15 de novembro de 2007
A história contada pelo realizador Carlos Cortez em Querô (2007) é a mesma que o diretor Reginaldo Faria levou às telas nacionais na época da abertura política moderada em Barra pesada (1977). Ambos os filmes partiram do romance Uma reportagem maldita, escrito pelo dramaturgo Plínio Marcos, um dos nomes quentes do teatro brasileiro daqueles anos. Plínio descia aos infernos da miséria brasileira para edificar tragédias humanas extremamente vivazes, extremamente vivas. Se Reginaldo capturou uma parte de seu universo, Carlos transformou o viés marginal de Plínio num melodrama social miserabilista, pleno daquele coitadismo que incomoda por sua artificialidade.
De Reginaldo a Carlos, o protagonista mudou levemente o nome. Era Queró em Barra pesada. Virou Querô no filme feito trinta anos depois. Vogal aberta ou fechada, pouco importa. Stepan Necessian como um adolescente criminoso teve um desempenho de grande veracidade na realização de Reginaldo, Catado na periferia, para dar autenticidade a seu papel, Maxwell Nascimento parece um pouco perdido e desajeitado na pele de sua personagem, no filme de Carlos. Curiosamente, a verdade construída de Necessian é mais forte e real que a verdade encaixada de Maxwell: o método neo-realista, com tintas bressonianas, não funciona bem em Querô.
Na abertura do filme, o melodrama da prostituta que dá à luz um menino e é expulsa do bordel pela cafetina é pintado com tonalidades fortes pelo cineasta, lembrando um pouco o jeito do diretor espanhol Pedro Almodóvar. A interpretação de Maria Luisa Mendonça como a meretriz-mãe é breve mas marcante; ela vai aparecer no exultante final para, misturada com as prostitutas que o garoto vê, tentar iluminar os caminhos escuros de seu filho. É Querô quem, voz-over, começa narrando o filme, revelando a desgraceira que é ser filho duma prostituta que se matou ingerindo querosene: daí seu apelido, Querô. O banditismo da personagem é constantemente revisado pelo coitadismo da falta de perspectivas de sua existência.

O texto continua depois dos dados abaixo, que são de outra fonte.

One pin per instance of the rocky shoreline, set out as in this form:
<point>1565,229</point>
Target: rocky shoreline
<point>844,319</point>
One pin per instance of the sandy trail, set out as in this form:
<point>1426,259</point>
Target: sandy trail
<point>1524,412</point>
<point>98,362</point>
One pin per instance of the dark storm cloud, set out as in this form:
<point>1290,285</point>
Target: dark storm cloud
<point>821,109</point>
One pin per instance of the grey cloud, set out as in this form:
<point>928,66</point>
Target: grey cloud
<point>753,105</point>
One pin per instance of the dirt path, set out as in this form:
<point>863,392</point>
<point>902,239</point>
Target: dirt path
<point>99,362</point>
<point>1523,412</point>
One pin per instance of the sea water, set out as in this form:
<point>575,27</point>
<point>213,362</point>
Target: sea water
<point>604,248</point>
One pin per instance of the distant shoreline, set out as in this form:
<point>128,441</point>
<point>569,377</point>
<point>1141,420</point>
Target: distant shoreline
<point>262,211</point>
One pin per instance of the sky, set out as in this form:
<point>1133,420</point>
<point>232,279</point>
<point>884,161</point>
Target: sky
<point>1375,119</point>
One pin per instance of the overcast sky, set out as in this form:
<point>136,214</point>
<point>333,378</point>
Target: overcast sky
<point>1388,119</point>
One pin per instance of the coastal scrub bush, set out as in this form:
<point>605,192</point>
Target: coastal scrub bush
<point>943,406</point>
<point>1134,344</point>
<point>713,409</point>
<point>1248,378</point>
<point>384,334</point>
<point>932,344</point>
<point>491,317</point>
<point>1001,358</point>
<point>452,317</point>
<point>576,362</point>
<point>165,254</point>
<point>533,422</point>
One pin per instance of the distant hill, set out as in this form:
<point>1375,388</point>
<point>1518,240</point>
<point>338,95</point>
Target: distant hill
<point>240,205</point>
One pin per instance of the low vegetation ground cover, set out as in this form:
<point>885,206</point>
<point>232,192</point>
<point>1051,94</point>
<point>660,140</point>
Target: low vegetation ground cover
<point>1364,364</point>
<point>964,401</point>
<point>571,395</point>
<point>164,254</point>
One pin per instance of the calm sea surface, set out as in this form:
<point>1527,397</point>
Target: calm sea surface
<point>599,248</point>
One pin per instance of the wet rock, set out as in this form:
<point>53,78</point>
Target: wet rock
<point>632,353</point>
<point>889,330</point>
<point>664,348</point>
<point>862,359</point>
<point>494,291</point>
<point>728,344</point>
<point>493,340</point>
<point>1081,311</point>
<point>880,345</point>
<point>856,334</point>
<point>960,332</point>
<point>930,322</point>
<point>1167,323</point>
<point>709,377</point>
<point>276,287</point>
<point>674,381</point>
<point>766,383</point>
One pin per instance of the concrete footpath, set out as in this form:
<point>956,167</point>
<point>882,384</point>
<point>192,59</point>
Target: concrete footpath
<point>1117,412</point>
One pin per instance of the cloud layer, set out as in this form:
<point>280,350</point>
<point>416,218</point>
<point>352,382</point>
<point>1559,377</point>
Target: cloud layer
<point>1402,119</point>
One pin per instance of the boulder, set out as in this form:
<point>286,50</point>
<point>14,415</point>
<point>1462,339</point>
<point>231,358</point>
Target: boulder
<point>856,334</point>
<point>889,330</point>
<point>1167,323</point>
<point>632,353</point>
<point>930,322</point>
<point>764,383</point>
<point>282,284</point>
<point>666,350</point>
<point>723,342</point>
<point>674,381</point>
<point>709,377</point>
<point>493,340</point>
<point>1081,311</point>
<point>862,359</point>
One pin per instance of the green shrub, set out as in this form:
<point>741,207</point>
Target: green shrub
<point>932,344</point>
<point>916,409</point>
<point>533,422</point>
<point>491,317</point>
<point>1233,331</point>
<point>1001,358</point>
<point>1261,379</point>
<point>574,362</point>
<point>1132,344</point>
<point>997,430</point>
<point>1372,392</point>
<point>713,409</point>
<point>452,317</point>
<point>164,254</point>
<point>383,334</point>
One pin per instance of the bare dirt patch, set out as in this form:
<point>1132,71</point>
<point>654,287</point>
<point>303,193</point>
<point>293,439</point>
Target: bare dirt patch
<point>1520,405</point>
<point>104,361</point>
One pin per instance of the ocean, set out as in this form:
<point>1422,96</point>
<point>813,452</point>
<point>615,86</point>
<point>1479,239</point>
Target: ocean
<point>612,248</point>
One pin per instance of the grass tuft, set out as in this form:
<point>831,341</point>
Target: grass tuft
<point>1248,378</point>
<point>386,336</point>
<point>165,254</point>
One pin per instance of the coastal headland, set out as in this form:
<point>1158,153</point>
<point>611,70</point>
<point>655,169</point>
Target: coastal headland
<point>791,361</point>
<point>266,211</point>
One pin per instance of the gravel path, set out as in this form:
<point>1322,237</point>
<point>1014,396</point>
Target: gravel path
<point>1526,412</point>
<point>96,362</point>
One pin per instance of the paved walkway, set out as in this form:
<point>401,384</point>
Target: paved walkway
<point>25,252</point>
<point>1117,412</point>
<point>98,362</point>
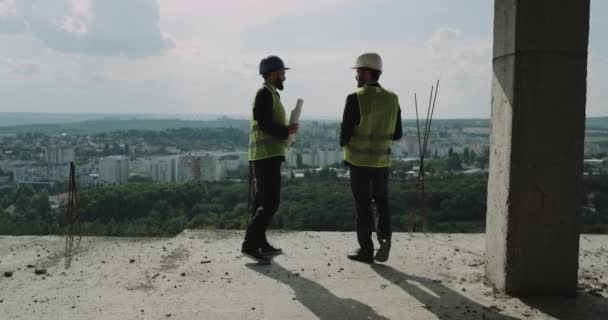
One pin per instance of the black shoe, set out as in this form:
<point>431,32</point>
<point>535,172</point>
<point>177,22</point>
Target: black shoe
<point>269,250</point>
<point>362,256</point>
<point>256,254</point>
<point>385,248</point>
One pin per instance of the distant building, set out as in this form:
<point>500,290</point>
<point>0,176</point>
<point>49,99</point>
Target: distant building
<point>164,169</point>
<point>114,170</point>
<point>211,169</point>
<point>59,155</point>
<point>141,167</point>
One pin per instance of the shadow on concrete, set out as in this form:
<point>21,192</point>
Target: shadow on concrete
<point>442,301</point>
<point>579,307</point>
<point>317,298</point>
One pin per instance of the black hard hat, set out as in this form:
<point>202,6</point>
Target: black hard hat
<point>270,64</point>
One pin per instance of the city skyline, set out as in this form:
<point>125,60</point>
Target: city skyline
<point>83,56</point>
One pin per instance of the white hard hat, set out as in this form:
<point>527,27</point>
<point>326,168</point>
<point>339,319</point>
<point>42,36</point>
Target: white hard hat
<point>369,60</point>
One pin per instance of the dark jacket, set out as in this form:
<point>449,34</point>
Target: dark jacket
<point>351,118</point>
<point>264,115</point>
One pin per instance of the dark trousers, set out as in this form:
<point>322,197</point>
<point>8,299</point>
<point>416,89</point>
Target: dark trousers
<point>267,174</point>
<point>367,183</point>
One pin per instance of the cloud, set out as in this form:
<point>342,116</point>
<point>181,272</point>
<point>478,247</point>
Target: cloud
<point>10,22</point>
<point>97,27</point>
<point>19,66</point>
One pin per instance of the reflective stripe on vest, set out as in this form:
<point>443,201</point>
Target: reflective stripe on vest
<point>261,144</point>
<point>370,145</point>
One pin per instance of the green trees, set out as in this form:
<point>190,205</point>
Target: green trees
<point>321,202</point>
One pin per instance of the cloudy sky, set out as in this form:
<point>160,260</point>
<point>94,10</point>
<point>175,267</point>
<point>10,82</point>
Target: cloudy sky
<point>201,56</point>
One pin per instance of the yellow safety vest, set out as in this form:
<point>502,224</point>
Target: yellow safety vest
<point>261,144</point>
<point>370,145</point>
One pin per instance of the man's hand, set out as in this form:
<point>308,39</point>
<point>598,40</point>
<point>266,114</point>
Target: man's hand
<point>293,128</point>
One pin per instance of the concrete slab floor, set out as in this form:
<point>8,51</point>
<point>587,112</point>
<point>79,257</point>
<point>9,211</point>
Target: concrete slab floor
<point>200,274</point>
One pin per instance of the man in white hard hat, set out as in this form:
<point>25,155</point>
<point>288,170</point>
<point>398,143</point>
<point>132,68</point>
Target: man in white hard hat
<point>371,122</point>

De todo o jeito, a carga dramática do texto de Plínio Marcos passa longe de Querô. O dramaturgo brasileiro usava dizer que era “um cronista de um tempo muito mau.” Plínio hoje veria os tempos piorarem. A realidade piorou, como está demonstrado em Tropa de elite (2007), de José Padilha. Mas também as possibilidades cinematográficas do universo de Plínio foram pioradas, como se vê em Querô.